# need to ID this fish



## gourami (Jan 23, 2011)

can anyone identify this fish please, I got three of them when a guy was taking his tank down but we have no idea of the name. The three white fish in the middle.

Aquarium Gallery - a couple more pics


----------



## susankat (Nov 15, 2008)

Looks like white skirt tetras


----------



## NeonShark666 (Dec 13, 2010)

The two fish that I see are Congo Tetras. The one on the top, with a long tail is a male. The bottom one is a female. They like to run in schools (5+) and get 5 inches+ in length. They like to go after Bugs and Crickets on the surface. They need frequent water changes to stay healthy.
Good Luck with them!


----------



## gourami (Jan 23, 2011)

I think Susankat hit it. I looked up both and they look like white's. There is no color in them they are all white.

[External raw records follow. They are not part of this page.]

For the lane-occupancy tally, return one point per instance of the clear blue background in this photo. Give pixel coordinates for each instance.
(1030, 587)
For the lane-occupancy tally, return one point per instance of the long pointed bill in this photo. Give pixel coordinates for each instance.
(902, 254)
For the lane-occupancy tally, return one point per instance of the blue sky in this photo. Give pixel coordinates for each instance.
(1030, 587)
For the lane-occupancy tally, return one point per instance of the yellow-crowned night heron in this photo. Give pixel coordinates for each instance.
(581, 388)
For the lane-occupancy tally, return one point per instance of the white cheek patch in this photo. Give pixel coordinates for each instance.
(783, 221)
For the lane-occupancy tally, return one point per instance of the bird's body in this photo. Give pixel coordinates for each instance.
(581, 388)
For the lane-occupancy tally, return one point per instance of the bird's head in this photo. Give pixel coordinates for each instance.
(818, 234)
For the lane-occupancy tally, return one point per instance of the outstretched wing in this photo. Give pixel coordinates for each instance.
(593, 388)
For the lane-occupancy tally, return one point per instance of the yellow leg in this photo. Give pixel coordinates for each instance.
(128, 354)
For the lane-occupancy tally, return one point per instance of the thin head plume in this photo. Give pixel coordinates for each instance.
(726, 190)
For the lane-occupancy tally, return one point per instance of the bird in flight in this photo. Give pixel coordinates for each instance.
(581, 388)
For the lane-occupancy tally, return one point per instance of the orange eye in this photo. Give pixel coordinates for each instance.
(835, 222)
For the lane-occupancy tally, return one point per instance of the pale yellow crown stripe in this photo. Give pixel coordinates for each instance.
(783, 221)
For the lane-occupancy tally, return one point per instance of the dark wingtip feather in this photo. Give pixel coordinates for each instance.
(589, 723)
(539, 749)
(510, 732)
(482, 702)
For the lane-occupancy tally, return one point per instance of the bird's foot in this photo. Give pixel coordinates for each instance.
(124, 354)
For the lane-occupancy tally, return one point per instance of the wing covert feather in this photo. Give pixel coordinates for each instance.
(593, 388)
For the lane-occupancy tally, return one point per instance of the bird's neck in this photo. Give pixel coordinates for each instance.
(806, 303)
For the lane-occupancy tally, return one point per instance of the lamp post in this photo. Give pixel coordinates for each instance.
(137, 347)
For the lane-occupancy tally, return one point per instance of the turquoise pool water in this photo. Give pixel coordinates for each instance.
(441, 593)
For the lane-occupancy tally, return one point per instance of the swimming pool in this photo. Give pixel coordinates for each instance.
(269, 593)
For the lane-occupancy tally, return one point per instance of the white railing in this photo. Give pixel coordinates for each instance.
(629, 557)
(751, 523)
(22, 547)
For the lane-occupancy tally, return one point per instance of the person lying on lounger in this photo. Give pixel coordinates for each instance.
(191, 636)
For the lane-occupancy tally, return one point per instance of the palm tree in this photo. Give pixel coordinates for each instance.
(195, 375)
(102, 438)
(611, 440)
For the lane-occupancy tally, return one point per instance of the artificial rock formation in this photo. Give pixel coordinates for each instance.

Maybe I'll take some more pics and make them a little smaller as the ones I put up are huge.


----------



## majerah1 (Oct 29, 2010)

Yeah i found a link to the white skirts.They look exactly like the short finned versions,and the link even says they will artificially dye them at time.


----------



## mk4gti (Jun 15, 2010)

Ive seen these listed at LFS as "strawberry" skirt tetras, some look to be an albino varation of skirt tetras with some color artifically added.


----------